Si demain la Guadeloupe ou la Martinique choisissaient la voie de l’autonomie institutionnelle, comme certains élus le suggèrent, cette protection financière pourrait s’amenuiser, voire disparaître. Les mécanismes d’aide d’urgence, de reconstruction ou d’indemnisation des sinistrés reposent en grande partie sur la solidarité nationale et sur la puissance budgétaire de la France métropolitaine.

En s’en affranchissant, ces territoires s’exposeraient à un risque financier considérable, car aucun budget autonome, fût-il optimisé fiscalement, ne pourrait absorber les conséquences économiques, financières et sociales d’un ouragan majeur.

Les entreprises locales, déjà fragilisées par des coûts d’exploitation élevés et une dépendance au marché hexagonal, seraient les premières victimes d’une telle catastrophe. Sans un soutien massif de l’État ou de l’Europe, nombre d’entre elles ne survivraient pas à l’interruption prolongée de leurs activités, à la destruction de leurs équipements ou à l’effondrement de leurs débouchés.

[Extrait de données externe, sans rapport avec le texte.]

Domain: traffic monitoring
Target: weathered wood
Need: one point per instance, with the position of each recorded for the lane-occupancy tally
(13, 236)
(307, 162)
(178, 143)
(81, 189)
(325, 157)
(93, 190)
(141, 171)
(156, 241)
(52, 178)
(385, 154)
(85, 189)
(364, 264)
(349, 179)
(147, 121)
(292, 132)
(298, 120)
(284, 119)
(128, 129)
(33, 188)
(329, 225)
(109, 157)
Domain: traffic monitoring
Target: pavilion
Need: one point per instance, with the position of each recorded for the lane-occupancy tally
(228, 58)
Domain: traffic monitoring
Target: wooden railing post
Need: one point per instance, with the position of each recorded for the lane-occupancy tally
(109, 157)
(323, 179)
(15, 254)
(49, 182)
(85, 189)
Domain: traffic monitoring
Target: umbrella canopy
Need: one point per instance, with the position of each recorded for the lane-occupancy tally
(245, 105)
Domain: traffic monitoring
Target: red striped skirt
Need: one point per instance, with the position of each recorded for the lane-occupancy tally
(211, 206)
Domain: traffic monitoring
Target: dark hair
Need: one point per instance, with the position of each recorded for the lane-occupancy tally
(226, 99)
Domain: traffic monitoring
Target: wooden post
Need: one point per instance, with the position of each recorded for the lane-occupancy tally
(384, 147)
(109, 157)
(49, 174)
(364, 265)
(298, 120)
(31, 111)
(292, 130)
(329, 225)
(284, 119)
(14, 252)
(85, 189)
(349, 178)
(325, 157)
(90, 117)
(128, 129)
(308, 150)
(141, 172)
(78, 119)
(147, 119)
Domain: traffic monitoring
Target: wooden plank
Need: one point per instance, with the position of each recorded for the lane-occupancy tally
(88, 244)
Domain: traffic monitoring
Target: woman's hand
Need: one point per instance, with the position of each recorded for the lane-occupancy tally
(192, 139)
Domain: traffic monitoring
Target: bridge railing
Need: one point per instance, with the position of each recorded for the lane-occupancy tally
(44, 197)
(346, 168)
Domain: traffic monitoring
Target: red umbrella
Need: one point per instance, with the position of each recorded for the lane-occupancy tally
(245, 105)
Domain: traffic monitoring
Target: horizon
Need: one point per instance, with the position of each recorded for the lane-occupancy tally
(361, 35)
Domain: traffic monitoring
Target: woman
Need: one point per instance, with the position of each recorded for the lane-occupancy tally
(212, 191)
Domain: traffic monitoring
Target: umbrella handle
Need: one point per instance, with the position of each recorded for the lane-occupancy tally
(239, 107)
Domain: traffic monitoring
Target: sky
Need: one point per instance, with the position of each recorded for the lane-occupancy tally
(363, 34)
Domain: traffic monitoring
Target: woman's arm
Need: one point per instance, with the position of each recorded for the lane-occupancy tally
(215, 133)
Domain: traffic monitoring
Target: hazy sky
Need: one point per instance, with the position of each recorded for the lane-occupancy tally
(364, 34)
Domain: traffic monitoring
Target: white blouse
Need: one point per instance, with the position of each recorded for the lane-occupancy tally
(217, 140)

Le tissu économique antillais, composé majoritairement de petites et moyennes entreprises, ne dispose pas de réserves suffisantes pour affronter des pertes durables. Quant aux assureurs, ils pourraient se retrouver dans l’incapacité d’indemniser l’ensemble des sinistrés, tant les montants en jeu dépasseraient les capacités des dispositifs classiques de couverture. L’autonomie, dans ce contexte, ne serait pas seulement un risque politique, mais un danger économique et social d’une gravité extrême.

Le professeur Ralf Toumi, directeur du Grantham Institute à Londres, le souligne : la capacité des pays à s’adapter au changement climatique a ses limites. Pour les îles de la Caraïbe, ces limites sont déjà proches. Même si l’adaptation — par le renforcement des digues, la modernisation des réseaux, la reforestation ou la rénovation des bâtiments — est essentielle, elle ne saurait suffire face à la multiplication des phénomènes extrêmes.

La seule véritable solution reste la réduction drastique des émissions de gaz à effet de serre. Mais cette bataille, mondiale par nature, dépasse les compétences d’un territoire isolé. C’est pourquoi la solidarité nationale et européenne demeure un rempart vital, une ligne de défense qu’il serait suicidaire d’affaiblir par des choix institutionnels hasardeux.

L’ouragan Melissa n’est pas seulement une tragédie jamaïcaine : il est un signal d’alarme pour toute la Caraïbe. Il rappelle, avec la brutalité des vents à 250 km/h et la violence des vagues submergeant les côtes, que le changement climatique n’est plus une menace abstraite mais une réalité meurtrière.

Pour la Guadeloupe et la Martinique, la question n’est plus de savoir si un tel ouragan frappera, mais quand il le fera. Et, lorsque ce jour viendra, ces îles auront besoin d’un État fort, solidaire et capable de mobiliser des moyens à la hauteur de l’urgence.

L’autonomie, dans un tel contexte, ne serait pas un progrès, mais un saut dans l’inconnu — une prise de risque majeure pour des territoires déjà exposés à tous les vents de la révolte sociale.